Второе „К“ (Кант): в устройстве мира есть особые „интеллигибильные“ (умопостигаемые) объекты (измерения), являющиеся в то же время непосредственно, опытно констатируемыми, хотя и далее неразложимыми образами целостностей, как бы замыслами или проектами развития. Сила этого принципа в том, что он указывает на условия, при которых конечное в пространстве и времени существо (например, человек) может осмысленно совершать на опыте акты познания, морального действия, оценки, получать удовлетворение от поиска и т. п. Ведь иначе ничто не имело бы смысла — впереди (да и сзади) бесконечность. Другими словами, это означает, что в мире реализуются условия, при которых указанные акты вообще имеют смысл (всегда дискретный и локальный).

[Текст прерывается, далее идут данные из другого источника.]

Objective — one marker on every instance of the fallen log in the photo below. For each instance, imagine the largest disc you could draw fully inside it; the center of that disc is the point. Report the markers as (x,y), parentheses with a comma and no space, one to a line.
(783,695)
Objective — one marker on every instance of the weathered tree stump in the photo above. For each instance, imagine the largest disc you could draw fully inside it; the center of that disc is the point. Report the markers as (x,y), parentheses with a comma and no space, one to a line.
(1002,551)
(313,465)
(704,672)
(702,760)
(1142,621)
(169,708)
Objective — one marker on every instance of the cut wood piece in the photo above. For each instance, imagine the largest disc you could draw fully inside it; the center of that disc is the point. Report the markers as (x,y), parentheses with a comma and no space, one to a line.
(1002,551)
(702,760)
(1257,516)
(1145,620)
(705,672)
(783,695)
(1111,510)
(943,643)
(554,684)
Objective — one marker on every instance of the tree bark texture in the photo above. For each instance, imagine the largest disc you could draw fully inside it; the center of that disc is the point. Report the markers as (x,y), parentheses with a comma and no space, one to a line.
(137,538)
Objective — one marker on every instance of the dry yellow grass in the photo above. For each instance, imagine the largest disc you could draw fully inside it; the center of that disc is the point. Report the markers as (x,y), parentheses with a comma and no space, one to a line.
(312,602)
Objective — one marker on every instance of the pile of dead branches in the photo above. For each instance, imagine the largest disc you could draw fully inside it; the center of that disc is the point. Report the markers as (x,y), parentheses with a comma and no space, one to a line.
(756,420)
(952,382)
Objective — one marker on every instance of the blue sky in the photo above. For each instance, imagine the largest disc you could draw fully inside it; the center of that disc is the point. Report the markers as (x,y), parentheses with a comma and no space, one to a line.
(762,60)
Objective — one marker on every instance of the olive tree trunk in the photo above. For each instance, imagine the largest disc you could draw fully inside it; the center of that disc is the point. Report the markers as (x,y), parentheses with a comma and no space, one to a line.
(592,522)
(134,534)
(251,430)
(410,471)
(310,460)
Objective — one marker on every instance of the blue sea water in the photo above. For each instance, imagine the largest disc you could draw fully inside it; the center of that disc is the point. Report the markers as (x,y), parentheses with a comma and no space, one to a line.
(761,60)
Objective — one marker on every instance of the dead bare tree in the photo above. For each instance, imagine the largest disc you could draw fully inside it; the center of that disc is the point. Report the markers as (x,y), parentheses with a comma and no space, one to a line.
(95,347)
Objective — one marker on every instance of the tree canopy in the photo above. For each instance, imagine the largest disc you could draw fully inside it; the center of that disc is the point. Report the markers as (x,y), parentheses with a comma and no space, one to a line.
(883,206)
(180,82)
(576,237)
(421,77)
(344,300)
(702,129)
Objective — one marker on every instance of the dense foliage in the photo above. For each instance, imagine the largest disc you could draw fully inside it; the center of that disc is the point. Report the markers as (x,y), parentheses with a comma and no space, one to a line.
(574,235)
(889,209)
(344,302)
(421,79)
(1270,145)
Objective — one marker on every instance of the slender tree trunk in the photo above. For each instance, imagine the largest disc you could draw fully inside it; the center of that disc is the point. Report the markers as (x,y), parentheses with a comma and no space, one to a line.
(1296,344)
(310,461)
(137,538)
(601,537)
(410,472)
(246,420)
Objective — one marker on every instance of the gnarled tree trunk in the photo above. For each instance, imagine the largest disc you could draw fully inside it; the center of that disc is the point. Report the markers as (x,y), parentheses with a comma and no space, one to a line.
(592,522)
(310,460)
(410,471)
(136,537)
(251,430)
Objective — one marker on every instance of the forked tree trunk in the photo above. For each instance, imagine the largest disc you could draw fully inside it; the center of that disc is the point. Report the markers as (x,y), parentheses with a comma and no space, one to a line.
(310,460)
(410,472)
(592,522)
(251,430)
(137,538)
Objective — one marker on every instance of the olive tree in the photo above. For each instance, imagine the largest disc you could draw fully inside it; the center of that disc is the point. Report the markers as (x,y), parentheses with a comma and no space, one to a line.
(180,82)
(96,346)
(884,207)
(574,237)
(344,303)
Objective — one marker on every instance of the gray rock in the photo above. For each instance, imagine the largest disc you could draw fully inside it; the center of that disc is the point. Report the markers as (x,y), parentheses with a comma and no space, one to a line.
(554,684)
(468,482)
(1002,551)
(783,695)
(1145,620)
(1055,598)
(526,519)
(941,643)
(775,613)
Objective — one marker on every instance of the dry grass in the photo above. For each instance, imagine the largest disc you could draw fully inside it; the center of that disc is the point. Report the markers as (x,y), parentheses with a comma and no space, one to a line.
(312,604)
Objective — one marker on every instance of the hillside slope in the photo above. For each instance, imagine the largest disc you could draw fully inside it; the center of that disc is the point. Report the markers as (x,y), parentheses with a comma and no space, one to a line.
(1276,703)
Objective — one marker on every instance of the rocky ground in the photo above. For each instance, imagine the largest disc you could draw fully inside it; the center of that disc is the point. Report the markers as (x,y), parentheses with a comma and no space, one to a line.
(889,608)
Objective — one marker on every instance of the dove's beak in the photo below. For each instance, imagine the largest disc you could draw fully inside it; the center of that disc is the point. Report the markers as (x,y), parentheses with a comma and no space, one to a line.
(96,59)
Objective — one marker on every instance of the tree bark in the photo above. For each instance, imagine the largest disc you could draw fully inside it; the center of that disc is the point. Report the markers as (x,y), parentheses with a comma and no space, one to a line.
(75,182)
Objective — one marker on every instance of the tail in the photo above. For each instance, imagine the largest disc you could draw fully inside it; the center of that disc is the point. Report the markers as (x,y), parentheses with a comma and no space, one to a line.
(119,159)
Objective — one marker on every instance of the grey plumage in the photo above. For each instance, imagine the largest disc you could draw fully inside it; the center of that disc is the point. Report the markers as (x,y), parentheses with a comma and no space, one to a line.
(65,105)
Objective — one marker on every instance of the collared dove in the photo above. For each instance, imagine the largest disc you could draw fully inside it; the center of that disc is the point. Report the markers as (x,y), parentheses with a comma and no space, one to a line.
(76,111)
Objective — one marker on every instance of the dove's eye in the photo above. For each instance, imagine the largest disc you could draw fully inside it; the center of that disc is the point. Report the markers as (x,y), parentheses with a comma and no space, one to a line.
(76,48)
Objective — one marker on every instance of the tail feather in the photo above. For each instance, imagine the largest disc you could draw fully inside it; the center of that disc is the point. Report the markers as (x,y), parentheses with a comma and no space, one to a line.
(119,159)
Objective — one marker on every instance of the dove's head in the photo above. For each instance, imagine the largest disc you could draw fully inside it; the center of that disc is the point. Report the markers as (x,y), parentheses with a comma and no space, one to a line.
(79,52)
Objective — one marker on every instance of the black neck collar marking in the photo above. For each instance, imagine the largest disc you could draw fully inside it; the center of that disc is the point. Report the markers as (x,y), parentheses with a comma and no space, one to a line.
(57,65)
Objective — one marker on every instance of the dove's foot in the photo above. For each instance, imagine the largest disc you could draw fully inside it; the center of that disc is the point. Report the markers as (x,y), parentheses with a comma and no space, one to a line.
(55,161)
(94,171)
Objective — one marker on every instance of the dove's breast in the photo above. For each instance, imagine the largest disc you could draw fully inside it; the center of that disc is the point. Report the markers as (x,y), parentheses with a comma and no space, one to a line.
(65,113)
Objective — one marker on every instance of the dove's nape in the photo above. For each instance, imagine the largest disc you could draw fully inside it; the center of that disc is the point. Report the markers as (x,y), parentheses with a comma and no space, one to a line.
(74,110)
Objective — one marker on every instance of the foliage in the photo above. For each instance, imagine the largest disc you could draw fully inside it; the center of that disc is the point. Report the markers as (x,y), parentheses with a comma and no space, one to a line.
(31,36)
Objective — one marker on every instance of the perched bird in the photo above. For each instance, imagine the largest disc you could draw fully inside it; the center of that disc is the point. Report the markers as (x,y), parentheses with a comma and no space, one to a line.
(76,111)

Т. е. допускается, что мир мог бы быть и таким, что они стали бы бессмысленными.
Осуществление и моральных действий, и оценок, и ищущего желания имеет смысл лишь для конечного существа. Для бесконечного и всемогущего существа, вопросы об их осмысленности сами собой отпадают и тем самым решаются. Но и для конечного существа не всегда и не везде, даже при наличии соответствующих слов, можно говорить „хорошо“ или „плохо“, „прекрасно“ или „безобразно“, „истинно“, или „ложно“. Например, если одно животное съело другое, мы ведь не можем с абсолютной достоверностью сказать, благо это или зло, справедливо или нет. Так же, как и в случае ритуального человеческого жертвоприношения. И когда современный человек пользуется оценками, нельзя забывать, что здесь уже скрыто предполагается как бы выполненность условий, придающих вообще смысл нашей претензии на то, чтобы совершать акты познания, моральной оценки и т. д. Поэтому принцип второго „К“ и утверждает: осмысленно, поскольку есть особые „умопостигаемые объекты“ в устройстве самого мира, гарантирующие это право и осмысленность.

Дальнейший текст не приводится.